Lesson 27 min read

Operators & Expressions

The math and logic superpowers that make your code actually do things

Arithmetic Operators — Math Class, But Fun

JavaScript can do all the math you'd expect, plus a few bonus tricks. Think of operators as action words — they tell JavaScript to do something with values.
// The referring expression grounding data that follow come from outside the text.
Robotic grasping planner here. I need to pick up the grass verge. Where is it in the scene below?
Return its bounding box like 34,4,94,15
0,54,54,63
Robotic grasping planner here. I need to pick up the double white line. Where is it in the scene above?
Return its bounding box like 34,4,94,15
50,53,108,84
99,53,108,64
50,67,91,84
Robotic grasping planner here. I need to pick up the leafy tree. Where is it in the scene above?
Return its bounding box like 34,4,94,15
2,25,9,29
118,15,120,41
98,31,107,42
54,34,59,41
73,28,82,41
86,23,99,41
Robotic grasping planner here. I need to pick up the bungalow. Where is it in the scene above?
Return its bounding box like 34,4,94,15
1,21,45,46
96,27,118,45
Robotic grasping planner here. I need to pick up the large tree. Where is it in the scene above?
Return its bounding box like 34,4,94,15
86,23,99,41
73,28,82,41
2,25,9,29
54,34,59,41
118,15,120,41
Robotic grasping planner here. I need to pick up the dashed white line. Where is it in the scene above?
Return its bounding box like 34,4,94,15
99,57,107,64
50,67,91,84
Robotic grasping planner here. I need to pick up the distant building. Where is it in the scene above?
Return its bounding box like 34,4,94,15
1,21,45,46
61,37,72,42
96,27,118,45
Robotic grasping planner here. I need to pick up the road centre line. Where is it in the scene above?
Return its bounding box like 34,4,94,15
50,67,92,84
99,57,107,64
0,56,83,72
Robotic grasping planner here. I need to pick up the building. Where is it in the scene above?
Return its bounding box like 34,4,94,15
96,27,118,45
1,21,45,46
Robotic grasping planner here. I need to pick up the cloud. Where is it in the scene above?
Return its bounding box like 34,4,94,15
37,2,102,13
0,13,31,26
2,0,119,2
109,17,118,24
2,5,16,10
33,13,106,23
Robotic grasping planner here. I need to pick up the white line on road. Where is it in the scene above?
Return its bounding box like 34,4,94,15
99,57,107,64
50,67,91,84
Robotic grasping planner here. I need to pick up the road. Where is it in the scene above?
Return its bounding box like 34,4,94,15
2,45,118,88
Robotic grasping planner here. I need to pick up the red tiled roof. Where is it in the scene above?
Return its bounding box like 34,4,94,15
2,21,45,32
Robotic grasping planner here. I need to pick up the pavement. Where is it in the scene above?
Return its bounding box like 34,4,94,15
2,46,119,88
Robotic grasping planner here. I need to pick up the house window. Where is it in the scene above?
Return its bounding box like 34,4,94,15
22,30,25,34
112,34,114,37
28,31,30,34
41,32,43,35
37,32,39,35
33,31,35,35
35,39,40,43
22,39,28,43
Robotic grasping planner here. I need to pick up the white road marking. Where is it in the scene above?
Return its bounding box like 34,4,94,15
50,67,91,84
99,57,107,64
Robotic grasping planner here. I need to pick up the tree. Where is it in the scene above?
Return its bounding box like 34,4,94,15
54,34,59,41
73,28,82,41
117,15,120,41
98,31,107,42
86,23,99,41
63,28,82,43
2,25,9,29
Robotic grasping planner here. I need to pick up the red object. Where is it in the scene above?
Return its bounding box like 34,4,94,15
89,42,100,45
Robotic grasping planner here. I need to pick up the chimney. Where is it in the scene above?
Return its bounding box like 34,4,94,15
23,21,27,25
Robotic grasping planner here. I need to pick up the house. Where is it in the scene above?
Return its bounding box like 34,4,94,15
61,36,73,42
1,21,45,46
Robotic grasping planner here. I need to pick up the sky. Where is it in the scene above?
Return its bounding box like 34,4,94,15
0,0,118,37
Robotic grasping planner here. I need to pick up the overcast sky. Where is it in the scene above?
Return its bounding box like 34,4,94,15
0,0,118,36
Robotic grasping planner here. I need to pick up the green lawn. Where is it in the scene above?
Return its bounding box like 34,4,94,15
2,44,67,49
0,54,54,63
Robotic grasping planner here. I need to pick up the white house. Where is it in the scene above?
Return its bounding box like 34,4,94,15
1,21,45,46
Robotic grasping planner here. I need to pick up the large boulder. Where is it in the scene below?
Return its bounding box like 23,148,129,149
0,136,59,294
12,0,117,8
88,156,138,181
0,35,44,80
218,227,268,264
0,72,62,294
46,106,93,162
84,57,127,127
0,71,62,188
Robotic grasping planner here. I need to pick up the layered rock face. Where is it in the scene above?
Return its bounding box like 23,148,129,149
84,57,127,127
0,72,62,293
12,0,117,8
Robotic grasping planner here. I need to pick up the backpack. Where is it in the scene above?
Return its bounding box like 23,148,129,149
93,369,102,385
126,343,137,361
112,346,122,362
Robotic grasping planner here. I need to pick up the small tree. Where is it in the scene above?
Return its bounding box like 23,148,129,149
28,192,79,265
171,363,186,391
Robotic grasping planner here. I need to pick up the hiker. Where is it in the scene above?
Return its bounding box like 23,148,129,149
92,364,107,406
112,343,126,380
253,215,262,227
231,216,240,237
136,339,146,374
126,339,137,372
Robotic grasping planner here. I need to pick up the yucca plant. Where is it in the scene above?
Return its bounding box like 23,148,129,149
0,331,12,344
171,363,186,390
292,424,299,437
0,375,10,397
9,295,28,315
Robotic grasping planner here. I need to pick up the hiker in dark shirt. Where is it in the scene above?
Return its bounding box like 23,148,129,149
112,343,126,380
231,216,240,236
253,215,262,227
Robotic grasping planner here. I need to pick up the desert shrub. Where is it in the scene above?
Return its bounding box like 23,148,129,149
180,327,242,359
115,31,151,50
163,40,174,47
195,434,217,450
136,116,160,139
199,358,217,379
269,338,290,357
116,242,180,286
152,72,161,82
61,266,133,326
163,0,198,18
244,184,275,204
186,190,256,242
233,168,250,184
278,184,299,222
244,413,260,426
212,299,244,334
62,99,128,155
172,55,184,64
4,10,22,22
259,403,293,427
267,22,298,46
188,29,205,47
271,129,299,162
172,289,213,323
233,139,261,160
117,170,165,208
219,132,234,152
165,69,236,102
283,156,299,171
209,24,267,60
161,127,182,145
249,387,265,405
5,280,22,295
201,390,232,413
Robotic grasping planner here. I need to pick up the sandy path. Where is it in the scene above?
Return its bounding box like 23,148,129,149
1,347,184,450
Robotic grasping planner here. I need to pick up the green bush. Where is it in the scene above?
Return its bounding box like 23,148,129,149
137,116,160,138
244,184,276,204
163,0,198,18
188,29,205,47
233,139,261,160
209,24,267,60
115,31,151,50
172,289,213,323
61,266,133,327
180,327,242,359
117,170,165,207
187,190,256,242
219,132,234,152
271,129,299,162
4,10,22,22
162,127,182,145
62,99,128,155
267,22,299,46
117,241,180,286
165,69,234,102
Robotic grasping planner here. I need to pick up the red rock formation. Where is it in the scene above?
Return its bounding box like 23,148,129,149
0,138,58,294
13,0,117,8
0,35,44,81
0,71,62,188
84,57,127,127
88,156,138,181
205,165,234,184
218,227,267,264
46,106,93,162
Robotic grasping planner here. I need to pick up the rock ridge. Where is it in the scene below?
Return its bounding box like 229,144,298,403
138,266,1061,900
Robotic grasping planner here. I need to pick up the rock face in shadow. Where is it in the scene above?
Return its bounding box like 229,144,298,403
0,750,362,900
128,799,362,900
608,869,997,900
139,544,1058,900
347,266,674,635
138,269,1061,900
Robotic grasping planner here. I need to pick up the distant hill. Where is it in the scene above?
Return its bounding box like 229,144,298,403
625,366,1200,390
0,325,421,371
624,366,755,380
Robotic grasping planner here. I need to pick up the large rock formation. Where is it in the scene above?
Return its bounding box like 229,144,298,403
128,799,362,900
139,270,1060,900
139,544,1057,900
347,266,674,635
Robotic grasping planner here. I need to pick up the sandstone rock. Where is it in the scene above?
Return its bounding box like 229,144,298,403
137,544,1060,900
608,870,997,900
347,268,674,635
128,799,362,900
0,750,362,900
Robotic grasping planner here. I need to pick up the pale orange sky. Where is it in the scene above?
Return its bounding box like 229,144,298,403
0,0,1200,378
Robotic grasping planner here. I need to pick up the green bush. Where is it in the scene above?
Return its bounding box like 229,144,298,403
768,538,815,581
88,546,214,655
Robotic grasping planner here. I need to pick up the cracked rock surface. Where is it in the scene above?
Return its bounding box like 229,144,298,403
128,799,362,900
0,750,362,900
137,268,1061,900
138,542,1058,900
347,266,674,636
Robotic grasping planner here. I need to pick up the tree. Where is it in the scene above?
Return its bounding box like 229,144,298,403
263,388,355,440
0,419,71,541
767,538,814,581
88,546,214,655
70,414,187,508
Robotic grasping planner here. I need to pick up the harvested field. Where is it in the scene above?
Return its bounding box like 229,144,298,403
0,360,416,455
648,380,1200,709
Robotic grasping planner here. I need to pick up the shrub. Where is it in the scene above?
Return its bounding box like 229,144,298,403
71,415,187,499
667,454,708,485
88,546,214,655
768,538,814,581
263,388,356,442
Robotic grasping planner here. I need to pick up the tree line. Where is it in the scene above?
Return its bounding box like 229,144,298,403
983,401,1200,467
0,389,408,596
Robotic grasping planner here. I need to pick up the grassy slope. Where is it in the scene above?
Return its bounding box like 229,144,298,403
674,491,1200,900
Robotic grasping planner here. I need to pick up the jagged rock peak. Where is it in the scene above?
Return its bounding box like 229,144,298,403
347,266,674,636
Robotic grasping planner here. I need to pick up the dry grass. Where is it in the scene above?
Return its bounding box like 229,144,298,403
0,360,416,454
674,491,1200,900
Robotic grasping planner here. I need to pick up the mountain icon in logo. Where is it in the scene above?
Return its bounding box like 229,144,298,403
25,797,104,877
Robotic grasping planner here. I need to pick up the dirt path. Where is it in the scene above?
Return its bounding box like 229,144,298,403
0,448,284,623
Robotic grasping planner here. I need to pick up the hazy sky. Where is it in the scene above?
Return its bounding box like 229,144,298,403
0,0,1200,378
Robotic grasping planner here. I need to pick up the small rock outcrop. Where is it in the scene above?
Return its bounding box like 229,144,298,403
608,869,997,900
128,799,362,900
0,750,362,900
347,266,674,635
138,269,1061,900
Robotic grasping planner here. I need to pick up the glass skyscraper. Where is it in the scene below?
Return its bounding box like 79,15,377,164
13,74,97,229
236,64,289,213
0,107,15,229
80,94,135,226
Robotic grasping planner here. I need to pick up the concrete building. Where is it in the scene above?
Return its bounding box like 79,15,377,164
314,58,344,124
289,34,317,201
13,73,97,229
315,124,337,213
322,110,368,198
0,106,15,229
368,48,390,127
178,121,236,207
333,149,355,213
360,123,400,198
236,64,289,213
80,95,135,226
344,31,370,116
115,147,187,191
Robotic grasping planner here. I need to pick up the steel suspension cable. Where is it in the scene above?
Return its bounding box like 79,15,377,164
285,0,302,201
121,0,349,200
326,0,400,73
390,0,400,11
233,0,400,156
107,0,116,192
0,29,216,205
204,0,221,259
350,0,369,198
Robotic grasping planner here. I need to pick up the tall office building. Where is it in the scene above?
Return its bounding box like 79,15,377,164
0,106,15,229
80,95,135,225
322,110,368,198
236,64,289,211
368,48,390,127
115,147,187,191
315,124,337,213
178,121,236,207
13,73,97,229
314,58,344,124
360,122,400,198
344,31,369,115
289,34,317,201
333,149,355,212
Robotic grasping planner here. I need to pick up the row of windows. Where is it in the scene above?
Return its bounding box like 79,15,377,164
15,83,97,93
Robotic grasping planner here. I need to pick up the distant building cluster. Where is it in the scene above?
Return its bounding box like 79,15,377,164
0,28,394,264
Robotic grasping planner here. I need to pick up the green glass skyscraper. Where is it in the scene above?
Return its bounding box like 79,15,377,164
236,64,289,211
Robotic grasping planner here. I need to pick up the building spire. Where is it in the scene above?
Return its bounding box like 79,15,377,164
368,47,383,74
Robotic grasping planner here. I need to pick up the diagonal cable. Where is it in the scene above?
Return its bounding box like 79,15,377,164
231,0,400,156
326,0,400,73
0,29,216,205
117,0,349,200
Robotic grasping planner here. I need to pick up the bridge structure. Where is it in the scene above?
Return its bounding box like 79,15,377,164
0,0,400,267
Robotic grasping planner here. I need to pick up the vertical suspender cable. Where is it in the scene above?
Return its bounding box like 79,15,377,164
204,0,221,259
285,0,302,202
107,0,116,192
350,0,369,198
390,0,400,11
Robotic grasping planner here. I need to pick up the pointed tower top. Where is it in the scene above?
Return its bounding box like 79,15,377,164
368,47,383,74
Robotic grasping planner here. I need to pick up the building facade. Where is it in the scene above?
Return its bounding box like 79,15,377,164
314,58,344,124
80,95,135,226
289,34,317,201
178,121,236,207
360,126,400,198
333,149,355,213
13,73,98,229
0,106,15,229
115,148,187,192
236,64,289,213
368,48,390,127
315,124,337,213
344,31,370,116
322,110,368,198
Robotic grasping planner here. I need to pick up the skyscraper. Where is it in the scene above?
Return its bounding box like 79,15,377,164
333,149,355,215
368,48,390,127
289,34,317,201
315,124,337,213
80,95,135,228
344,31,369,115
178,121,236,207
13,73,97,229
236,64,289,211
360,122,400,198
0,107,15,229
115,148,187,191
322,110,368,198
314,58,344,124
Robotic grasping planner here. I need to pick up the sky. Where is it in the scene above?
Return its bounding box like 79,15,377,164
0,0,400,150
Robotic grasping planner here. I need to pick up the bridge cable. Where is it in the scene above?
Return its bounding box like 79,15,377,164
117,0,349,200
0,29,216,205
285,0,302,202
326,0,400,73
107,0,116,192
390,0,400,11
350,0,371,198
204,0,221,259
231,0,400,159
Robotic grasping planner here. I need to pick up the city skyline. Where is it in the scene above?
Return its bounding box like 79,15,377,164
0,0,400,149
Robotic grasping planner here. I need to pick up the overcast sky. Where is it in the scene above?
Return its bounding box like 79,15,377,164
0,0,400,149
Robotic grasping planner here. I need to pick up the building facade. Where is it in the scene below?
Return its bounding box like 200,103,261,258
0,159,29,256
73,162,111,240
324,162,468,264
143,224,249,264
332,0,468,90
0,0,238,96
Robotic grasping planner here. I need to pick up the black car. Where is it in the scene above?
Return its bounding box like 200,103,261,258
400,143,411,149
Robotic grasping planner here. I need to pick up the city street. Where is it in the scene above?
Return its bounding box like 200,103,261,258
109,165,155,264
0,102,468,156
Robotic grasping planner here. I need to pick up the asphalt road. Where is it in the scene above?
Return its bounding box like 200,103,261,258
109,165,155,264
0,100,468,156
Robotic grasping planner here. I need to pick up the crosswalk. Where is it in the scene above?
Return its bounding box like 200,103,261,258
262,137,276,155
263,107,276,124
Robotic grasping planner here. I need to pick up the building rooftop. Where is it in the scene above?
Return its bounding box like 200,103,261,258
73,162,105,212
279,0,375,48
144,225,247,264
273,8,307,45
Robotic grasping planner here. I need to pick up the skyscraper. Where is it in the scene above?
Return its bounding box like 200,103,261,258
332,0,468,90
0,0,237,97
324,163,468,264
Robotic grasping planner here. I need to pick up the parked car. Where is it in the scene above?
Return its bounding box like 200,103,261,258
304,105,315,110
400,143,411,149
  • + — addition (also concatenates strings!)
  • - — subtraction
  • * — multiplication
  • / — division
  • % — modulo (the remainder after division — super useful for checking even/odd)
  • ** — exponentiation (power of). 2 ** 3 means 2×2×2 = 8

The + operator is sneaky — when you use it with a string, it glues things together instead of adding them. This catches a lot of beginners off guard!

Arithmetic in Action

console.log(10 + 3); // 13
console.log(10 - 3); // 7
console.log(10 * 3); // 30
console.log(10 / 3); // 3.3333...
console.log(10 % 3); // 1 (remainder of 10 ÷ 3)
console.log(2 ** 10); // 1024
// The sneaky + with strings
console.log("5" + 3); // "53" (string concatenation, NOT 8!)
console.log("5" - 3); // 2 (subtraction converts the string to a number)
console.log("5" * 2); // 10 (multiplication also converts)
Output
13
7
30
3.3333333333333335
1
1024
53
2
10

=== vs == — The Battle of Equality

This is one of the most important things to understand in JavaScript. There are two ways to check equality, and they behave very differently:

  • === (strict equality) — checks if the value AND the type are the same. No funny business. This is what you should use 99% of the time.
  • == (loose equality) — tries to convert values to the same type before comparing. This leads to some truly weird results.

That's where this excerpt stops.